Trissa spent some time leafing through pages. “Um, 48!”
“Fuck, how many ways can we tell them we’re debt free?”
“There’s probably some other stuff they wanna know too, Kall. Like how old we…I mean, how old Dandelion is, or what school she went to.”
“Do affini have schools? Can we just say we haven’t gone yet?”
“They’re not gonna house us if we’re unemployable!”
“Shit, yeah. Can you even be homeless on a spaceship? Oh god, what if they vent us?”
“It’s okay, we can just make stuff up. Like, uh…Sunflower University. Do you think there’s a place called that?”
“Dammit, you’re right. Agh, what are we gonna dooooo…”
“Maybe we come back to schooling. How old is Sunflower?”
“Um. Yeah,” Kallie replied sheepishly.
“How long is a bloom…” Trissa mused.
“Well, the younger we say she is, the less stuff they’ll expect us to know.”
“Ah. So we’re…ten earth years old!”
“Nononono,” Kallie retorted, “that won’t work. They’ll ask where our parents are. Do affini have parents? Um, maybe they won’t ask that.”

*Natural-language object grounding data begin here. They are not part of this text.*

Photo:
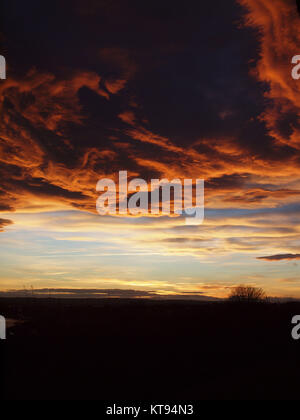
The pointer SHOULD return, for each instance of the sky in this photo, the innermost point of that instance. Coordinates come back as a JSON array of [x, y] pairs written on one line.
[[197, 90]]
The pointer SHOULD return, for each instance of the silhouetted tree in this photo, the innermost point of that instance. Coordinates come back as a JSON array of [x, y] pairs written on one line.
[[247, 294]]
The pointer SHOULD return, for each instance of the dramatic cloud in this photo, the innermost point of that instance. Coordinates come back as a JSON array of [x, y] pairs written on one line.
[[162, 90], [280, 257], [3, 223]]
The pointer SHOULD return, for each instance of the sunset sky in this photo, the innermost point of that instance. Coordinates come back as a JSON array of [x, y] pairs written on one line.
[[162, 89]]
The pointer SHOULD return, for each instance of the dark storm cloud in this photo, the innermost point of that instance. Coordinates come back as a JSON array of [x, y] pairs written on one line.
[[157, 88]]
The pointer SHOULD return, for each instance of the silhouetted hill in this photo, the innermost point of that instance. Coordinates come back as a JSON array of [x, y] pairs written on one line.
[[118, 349]]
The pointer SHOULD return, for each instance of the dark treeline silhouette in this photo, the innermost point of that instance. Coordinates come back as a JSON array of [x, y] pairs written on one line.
[[142, 349]]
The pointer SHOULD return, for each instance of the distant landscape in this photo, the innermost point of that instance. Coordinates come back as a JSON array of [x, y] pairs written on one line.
[[118, 349]]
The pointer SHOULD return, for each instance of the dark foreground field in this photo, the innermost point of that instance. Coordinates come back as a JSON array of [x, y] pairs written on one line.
[[149, 350]]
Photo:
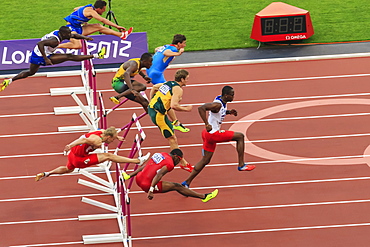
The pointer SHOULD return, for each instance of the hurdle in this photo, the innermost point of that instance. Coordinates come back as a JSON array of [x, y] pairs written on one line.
[[89, 112], [121, 209]]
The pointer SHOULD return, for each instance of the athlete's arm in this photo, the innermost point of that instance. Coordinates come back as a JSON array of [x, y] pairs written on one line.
[[156, 179], [176, 98], [77, 8], [155, 89], [232, 112], [52, 42], [132, 67], [202, 110], [134, 173], [79, 36], [92, 140], [169, 53], [90, 12], [145, 77]]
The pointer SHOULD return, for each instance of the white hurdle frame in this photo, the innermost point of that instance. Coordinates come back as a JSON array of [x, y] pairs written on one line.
[[119, 192]]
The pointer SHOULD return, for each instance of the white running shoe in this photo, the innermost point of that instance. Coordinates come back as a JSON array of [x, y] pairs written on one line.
[[143, 159]]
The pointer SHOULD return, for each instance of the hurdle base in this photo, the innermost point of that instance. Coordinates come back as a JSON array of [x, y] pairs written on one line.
[[68, 110], [73, 128], [97, 217], [67, 91], [102, 238]]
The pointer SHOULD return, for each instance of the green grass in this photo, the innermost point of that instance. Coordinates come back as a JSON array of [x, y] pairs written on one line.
[[216, 24]]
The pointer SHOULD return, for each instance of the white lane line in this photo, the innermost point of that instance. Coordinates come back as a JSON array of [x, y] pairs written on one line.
[[231, 82], [252, 231], [201, 188], [201, 124], [36, 221], [205, 210], [42, 134], [251, 208], [51, 197], [49, 244], [24, 95], [271, 184], [27, 114], [234, 102]]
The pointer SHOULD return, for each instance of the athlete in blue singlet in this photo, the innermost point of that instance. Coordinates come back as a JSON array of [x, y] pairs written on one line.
[[164, 56], [77, 21], [43, 53]]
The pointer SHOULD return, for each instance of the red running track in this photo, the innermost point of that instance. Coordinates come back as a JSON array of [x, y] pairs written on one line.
[[317, 196]]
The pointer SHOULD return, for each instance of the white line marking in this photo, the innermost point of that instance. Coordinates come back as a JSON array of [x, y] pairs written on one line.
[[28, 114], [251, 208], [36, 221], [204, 211], [50, 197], [271, 184], [252, 231], [49, 244]]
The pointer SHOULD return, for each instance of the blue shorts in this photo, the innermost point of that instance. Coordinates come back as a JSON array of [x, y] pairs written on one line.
[[37, 59], [157, 76], [77, 29]]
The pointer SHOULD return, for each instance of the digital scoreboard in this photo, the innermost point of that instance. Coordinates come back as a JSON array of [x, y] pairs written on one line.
[[281, 22]]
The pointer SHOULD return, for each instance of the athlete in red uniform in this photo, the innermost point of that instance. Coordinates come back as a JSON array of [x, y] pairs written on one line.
[[148, 177], [212, 134], [80, 155]]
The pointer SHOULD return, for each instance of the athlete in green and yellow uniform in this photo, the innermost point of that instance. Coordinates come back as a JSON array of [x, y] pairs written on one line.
[[124, 83], [167, 97]]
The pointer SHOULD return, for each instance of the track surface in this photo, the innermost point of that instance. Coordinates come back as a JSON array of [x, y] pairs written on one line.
[[307, 131]]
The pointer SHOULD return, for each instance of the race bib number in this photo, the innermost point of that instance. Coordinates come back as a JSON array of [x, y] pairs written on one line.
[[157, 158], [164, 89]]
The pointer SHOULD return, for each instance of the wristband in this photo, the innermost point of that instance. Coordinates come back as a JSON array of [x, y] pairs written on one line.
[[125, 176]]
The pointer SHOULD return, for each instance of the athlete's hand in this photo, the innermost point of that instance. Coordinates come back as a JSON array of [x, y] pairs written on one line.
[[188, 108], [66, 149], [120, 138], [121, 29], [134, 92], [148, 79], [48, 61], [150, 195], [233, 112]]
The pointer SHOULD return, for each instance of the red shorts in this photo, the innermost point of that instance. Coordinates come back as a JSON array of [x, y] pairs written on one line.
[[81, 162], [210, 140], [144, 183]]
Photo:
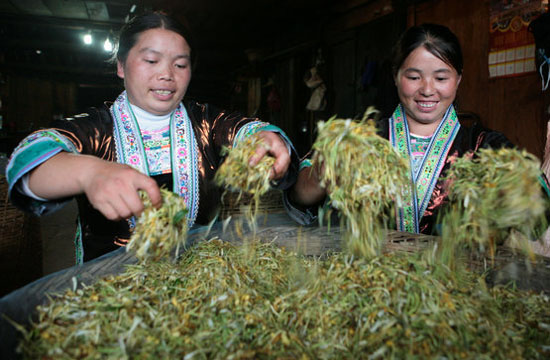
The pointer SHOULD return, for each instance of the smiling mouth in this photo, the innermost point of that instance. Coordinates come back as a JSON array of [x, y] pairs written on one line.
[[163, 92], [427, 105]]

“But if affini have schools, they’ll try to stick us in one.”
“Shit, that might not be a bad thing! Could learn how to blend in like that.”

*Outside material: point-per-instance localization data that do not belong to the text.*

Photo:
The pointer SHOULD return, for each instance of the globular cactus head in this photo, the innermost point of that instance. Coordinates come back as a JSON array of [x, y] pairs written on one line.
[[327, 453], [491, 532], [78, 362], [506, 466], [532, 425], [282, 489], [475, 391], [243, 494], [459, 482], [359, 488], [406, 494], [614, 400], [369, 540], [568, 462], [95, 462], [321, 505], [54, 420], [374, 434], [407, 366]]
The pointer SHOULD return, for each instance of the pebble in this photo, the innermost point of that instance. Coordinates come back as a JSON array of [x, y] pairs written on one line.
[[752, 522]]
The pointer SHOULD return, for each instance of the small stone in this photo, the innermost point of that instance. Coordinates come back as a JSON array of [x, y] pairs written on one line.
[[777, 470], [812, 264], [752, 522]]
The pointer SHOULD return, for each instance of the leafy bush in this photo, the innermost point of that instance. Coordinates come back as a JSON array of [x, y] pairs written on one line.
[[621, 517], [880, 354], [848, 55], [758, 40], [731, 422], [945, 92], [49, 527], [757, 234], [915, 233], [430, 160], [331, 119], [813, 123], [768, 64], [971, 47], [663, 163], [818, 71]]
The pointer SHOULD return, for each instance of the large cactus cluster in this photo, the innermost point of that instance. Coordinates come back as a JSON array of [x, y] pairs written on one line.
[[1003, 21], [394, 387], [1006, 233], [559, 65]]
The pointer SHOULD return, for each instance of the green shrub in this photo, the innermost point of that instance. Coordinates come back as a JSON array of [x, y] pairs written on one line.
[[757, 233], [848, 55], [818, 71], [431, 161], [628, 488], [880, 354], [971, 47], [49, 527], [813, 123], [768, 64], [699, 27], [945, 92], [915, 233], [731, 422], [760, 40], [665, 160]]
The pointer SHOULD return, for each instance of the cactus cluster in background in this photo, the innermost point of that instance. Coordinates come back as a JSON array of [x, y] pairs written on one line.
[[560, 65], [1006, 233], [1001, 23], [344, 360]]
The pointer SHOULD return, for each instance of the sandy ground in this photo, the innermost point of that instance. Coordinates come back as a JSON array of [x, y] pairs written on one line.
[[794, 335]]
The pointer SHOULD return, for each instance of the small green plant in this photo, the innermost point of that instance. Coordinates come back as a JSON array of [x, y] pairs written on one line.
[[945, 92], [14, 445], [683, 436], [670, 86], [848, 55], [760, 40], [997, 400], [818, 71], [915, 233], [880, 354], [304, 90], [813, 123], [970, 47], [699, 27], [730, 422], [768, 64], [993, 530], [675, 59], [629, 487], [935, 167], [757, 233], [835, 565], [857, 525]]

“Nuh uh. I am not going back to school,” Trissa shot back, emphatically shaking her head.
“But we might need to, Triss!”
“We just need a ship, okay? Unless you wanna win the war and be heroes. We can do that too, I guess.”
“This is…pretty overwhelming, huh…”
“I just want stuff to make sense,” Triss said, putting her head in her hands.

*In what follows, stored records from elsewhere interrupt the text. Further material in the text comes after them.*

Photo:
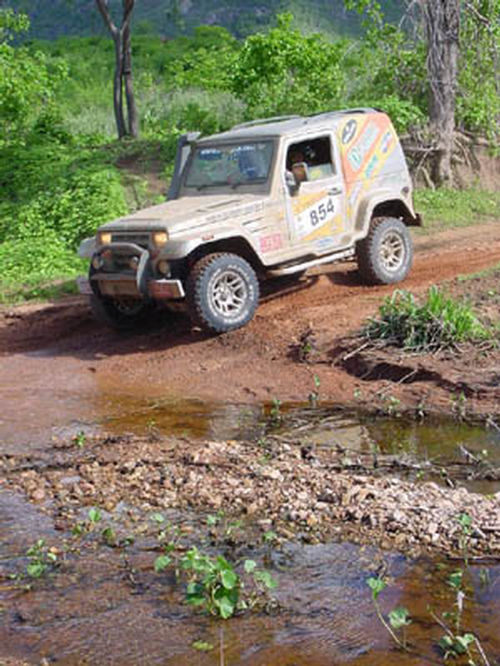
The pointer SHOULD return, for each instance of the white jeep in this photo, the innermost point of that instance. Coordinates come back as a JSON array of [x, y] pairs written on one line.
[[267, 198]]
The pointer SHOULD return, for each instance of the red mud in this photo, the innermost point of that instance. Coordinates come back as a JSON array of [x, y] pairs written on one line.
[[51, 349]]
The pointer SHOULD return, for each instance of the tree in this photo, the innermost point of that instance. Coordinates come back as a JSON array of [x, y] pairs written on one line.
[[26, 82], [441, 20], [123, 80], [462, 42]]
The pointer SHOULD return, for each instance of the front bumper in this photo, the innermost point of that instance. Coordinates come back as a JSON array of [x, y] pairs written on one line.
[[135, 284], [120, 285]]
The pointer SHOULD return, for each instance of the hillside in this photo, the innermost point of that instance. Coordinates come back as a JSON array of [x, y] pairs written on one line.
[[53, 18]]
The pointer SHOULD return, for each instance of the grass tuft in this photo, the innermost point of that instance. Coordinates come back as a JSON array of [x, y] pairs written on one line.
[[440, 322]]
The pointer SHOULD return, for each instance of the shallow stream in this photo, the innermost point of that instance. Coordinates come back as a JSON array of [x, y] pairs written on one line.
[[94, 611]]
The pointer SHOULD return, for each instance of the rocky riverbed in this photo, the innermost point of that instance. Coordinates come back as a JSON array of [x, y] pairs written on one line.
[[272, 484]]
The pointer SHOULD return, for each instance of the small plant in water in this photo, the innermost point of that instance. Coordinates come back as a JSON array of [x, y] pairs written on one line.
[[213, 583], [275, 413], [399, 618], [80, 438], [41, 558], [314, 395]]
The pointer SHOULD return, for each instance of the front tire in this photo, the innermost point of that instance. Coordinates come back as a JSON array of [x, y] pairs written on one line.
[[385, 256], [121, 314], [222, 292]]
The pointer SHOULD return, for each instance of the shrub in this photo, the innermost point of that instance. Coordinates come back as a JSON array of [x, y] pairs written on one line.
[[437, 323]]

“Look, maybe we forget the saving the day stuff for now. Once we get back out into space, we’ll have the entire damn galaxy to hide in, right?”
Both girls stiffened up upon hearing a knock on the door. Triss quickly stuffed her arm back inside.
The combined being that was Dandelion Fluff stumbled and whirled around as Syringa entered the room, parts of her whirling faster than others.
“Is the paperwork going well?” she asked, looking down at them with a smile.
“We’re—“ Triss flipped the voice changer back on. “We’re, uh, plugging right along! I mean, we’re filling…out…the, uh, papers. Going through it, yeah.”
Trissa made a short squeal as Syringa wormed a pair of vines around her and picked up the stack of papers.
“Let’s see here…” Syringa purred, as she looked at the top one. “Ah yes, your name, of course, and you’re…” she frowned at the next word, and her eyes darkened. “…debt…free. And then…masters’ degree, it says here, quite impressive! And your age is ‘young adult’.”
The two girls remained frozen on the spot as she appraised Trissa’s work.
Eventually, Shringa readied to speak, a smile on her face. “Well well, it all looks good!”
“Um…ah! That’s great!” Trissa nearly shouted.
“It’s splendid, Dandelion! Do you want to know what’s even better?”
Syringa’s eyes gleamed in that weird metallic way affini eyes seemed to. “We’re roommates!”